El amor no alcanza
Toda caricatura corre el riesgo del desprecio y hay veces que el amor no alcanza. O, para ser más precisos, hay veces que el amor no importa porque es esa manera de amor que surge más por compasión que por identificación, por fetiche y no por reconocimiento del otro.
En El hombre de al lado hay una mirada despiadada sobre una clase que construye su confort sobre la base de esa tensión entre desprecio y fetiche, sobre la pocas veces delicada línea que separa aquello a lo que la clase margina de aquello a lo que esa misma clase incorpora como objeto de deseo. Una tensión que hace que la película de Cohn y Duprat haga con la clase obrera lo mismo que el protagonista hace con su vecino: simular afecto y destruirla.

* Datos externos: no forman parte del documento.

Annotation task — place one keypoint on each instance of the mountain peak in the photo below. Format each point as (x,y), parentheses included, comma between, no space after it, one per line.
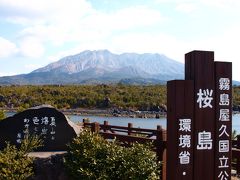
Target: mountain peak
(104,65)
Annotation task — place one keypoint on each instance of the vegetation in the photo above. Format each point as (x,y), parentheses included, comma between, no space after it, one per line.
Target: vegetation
(91,96)
(92,157)
(14,162)
(2,115)
(84,96)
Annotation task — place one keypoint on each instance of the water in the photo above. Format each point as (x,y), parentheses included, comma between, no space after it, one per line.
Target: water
(149,123)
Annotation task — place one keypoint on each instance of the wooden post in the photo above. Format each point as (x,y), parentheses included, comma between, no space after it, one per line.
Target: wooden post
(129,129)
(84,125)
(238,160)
(95,127)
(223,143)
(180,130)
(160,151)
(199,67)
(164,159)
(159,139)
(105,126)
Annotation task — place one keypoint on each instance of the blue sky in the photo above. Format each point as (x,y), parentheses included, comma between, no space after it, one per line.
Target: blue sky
(36,33)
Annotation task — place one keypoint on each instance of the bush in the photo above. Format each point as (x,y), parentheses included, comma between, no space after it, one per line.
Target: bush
(14,162)
(2,115)
(92,157)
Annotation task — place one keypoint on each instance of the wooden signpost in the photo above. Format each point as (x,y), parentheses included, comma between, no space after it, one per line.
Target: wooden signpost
(202,102)
(180,130)
(223,76)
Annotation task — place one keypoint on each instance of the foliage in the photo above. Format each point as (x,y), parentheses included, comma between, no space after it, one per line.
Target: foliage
(84,96)
(92,157)
(14,162)
(2,115)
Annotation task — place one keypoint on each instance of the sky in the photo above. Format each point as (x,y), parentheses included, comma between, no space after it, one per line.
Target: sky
(34,33)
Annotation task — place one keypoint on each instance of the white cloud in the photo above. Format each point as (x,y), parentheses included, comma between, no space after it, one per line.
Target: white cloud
(31,47)
(92,26)
(186,7)
(7,48)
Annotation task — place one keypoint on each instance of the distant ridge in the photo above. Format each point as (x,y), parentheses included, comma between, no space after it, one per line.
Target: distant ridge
(102,66)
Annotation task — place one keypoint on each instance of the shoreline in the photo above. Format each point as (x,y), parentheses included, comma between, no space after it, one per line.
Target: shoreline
(105,112)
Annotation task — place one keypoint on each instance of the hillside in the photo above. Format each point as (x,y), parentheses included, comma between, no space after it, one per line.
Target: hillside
(97,67)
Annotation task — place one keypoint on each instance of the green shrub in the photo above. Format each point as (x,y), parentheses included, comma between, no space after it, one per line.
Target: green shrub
(2,115)
(14,162)
(92,157)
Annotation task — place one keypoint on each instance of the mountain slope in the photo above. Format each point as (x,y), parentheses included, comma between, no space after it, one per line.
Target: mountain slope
(102,67)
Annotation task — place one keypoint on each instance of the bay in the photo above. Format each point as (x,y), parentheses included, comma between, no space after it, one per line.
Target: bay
(149,123)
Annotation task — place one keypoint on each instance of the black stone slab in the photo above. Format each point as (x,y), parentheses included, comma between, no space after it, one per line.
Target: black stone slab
(48,123)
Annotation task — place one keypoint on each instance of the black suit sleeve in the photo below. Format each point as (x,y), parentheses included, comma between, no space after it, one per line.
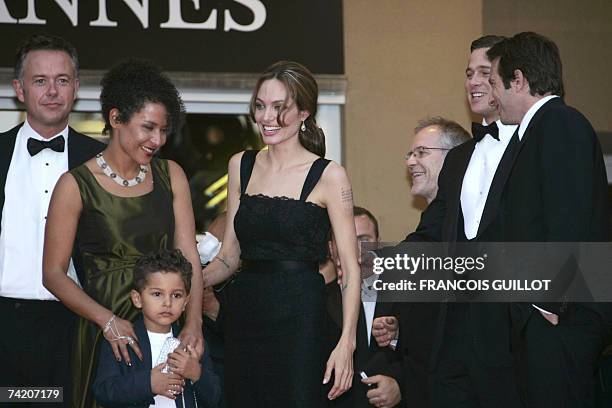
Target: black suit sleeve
(208,387)
(117,385)
(572,182)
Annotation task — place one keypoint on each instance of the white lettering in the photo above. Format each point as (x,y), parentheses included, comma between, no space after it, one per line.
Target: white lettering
(102,20)
(5,16)
(140,10)
(259,17)
(70,9)
(175,18)
(31,17)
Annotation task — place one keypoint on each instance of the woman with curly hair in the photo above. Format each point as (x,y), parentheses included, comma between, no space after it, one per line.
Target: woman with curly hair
(119,205)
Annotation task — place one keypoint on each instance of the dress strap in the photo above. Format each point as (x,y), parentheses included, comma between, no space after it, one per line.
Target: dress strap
(247,162)
(314,174)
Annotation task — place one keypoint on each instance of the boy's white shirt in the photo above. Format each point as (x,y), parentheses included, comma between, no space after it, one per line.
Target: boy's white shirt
(157,341)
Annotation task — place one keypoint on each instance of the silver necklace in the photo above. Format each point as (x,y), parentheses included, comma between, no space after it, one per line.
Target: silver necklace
(117,178)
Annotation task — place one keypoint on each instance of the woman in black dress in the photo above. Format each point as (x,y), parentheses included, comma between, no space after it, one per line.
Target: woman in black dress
(281,204)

El filme parece querer denunciar la miseria moral de los nuevos ricos pero revela su propia miseria moral, su propio prejuicio, su propia imposibilidad de reconocer al otro.
Es un detalle que puede resultar menor en una película de una perfección formal muy seductora, un prurito ético en una obra mucho más preocupada por la estética. Pero es un detalle importante si pensamos en los modos en los que pretendemos representarnos y en la pertinencia de recursos como el grotesco, la ironía e incluso el amor –porque, ¿quién no ama a Daniel Aráoz cuando se asoma por la ventana?– cuando la cámara mira desde arriba.
Ese registro de superioridad le permite al guión reírse sin piedad de sus personajes, detectar los clichés y los asuntos ridículos de los otros para hacer dos caricaturas bien opuestas, dos extremos que se tocan en un punto: la mano que los dibuja y que se ríe de ellos.